If the IRP is then pended by doing IoMarkIrpPending and returning
STATUS_PENDING from the dispatch routine, then the IRP will eventually
be completed in another thread context possibly on a different CPU.
If the IRP is completed by a worker thread, then there will have been
an implicit compiler and CPU memory barrier in the event that woke up
the thread to handle the IRP. This case should be okay.

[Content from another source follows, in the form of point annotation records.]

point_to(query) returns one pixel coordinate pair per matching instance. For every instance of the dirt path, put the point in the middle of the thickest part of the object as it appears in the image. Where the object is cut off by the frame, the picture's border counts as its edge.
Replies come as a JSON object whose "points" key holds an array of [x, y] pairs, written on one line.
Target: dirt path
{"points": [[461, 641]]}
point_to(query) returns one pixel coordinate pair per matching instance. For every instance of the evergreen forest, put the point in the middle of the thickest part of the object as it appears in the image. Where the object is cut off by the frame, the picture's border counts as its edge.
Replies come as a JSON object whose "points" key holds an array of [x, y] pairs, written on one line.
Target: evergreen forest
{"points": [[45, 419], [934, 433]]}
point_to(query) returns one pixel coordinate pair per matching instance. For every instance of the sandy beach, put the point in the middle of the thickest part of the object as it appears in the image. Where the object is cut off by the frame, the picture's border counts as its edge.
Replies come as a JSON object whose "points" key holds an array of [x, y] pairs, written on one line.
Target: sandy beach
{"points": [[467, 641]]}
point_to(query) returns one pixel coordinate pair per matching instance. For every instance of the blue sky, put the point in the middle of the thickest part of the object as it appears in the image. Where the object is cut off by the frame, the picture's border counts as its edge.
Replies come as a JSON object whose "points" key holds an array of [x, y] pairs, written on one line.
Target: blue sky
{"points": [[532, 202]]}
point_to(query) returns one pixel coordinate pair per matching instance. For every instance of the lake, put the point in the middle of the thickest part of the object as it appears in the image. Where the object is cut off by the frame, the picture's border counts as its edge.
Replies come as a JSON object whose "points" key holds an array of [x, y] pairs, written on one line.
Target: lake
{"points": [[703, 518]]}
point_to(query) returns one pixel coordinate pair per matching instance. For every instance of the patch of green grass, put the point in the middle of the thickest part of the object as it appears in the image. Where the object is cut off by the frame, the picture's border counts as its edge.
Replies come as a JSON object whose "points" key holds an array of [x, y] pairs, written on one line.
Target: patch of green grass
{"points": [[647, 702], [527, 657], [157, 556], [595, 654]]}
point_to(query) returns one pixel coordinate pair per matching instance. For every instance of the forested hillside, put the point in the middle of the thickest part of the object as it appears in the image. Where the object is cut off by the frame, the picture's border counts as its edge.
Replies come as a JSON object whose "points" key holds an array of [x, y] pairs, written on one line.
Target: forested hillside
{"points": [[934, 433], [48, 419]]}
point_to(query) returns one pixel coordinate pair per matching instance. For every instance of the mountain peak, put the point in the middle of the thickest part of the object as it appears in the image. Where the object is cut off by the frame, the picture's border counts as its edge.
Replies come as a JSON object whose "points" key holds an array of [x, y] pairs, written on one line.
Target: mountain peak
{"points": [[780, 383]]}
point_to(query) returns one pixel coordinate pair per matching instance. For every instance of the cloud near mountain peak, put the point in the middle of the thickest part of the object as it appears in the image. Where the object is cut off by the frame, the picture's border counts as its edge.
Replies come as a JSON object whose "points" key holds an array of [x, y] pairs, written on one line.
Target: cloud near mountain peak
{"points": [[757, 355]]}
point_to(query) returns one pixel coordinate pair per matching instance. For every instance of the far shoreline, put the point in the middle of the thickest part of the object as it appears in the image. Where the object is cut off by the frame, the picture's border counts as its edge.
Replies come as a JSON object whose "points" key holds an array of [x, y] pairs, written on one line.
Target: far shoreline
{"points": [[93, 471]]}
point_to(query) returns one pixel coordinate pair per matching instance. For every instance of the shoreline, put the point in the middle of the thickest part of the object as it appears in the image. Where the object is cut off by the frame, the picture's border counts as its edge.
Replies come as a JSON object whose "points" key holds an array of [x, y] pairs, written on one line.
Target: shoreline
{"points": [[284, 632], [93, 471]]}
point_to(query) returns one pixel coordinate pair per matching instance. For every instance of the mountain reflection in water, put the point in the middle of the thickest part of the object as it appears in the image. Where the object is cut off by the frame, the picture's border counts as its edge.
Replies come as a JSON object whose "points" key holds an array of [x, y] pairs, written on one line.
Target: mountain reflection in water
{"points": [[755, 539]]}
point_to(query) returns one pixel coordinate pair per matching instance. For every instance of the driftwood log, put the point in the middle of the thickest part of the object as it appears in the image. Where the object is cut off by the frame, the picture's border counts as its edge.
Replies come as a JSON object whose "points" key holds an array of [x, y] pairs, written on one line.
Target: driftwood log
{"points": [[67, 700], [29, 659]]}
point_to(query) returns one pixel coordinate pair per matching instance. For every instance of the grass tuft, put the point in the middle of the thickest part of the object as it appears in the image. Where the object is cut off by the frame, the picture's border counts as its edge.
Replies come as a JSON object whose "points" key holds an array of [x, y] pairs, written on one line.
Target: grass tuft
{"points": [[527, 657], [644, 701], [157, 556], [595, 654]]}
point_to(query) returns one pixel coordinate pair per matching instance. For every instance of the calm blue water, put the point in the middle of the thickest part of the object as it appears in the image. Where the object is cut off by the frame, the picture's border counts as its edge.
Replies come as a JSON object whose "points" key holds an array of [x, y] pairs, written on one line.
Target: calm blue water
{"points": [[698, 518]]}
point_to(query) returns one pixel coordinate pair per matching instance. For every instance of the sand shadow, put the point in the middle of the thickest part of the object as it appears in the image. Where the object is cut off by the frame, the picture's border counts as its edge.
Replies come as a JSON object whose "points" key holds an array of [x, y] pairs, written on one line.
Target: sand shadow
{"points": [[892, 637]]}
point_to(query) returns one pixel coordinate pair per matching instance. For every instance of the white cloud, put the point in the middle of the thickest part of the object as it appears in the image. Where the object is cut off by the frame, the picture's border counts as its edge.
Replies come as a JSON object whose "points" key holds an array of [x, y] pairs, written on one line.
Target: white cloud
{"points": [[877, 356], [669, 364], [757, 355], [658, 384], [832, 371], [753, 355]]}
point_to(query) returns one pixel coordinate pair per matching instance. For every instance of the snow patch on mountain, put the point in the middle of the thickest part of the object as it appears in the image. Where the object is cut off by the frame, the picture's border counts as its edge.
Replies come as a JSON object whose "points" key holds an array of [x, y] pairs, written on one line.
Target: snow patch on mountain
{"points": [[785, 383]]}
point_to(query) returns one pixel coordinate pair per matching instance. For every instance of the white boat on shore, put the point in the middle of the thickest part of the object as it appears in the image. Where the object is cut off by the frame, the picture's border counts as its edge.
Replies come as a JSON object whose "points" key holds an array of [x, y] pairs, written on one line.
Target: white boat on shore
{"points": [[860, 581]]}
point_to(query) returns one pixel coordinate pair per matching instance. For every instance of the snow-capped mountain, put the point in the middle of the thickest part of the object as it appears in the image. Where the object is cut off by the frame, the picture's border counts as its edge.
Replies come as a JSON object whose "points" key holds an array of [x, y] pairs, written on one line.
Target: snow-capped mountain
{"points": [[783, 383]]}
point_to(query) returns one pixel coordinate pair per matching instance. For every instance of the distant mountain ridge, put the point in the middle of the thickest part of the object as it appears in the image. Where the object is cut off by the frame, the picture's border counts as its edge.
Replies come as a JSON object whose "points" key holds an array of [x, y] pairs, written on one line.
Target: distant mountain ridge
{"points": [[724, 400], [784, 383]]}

If the IRP is completed by a DPC, then on a uniprocessor machine the
DPC may see the old values of some of the fields in the IRP that the
compiler did not yet update, and on a multiprocessor machine the DPC
may see the old values that the other CPU did not yet update. Doesn't
there need to be a memory barrier to flush any out-of-order stores
immediately before writing the device register that will initiate the
operation that will eventually cause an interrupt and the DPC handler
to run?
I get the impression that sometimes KeAcquireInterruptSpinLock and
KeSynchronizeExecution are used while programming device registers,
and the interrupt spinlock that is held would provide the necessary
barrier, but it was not clear to me this was the purpose of these
routines. Besides, does everyone even use them?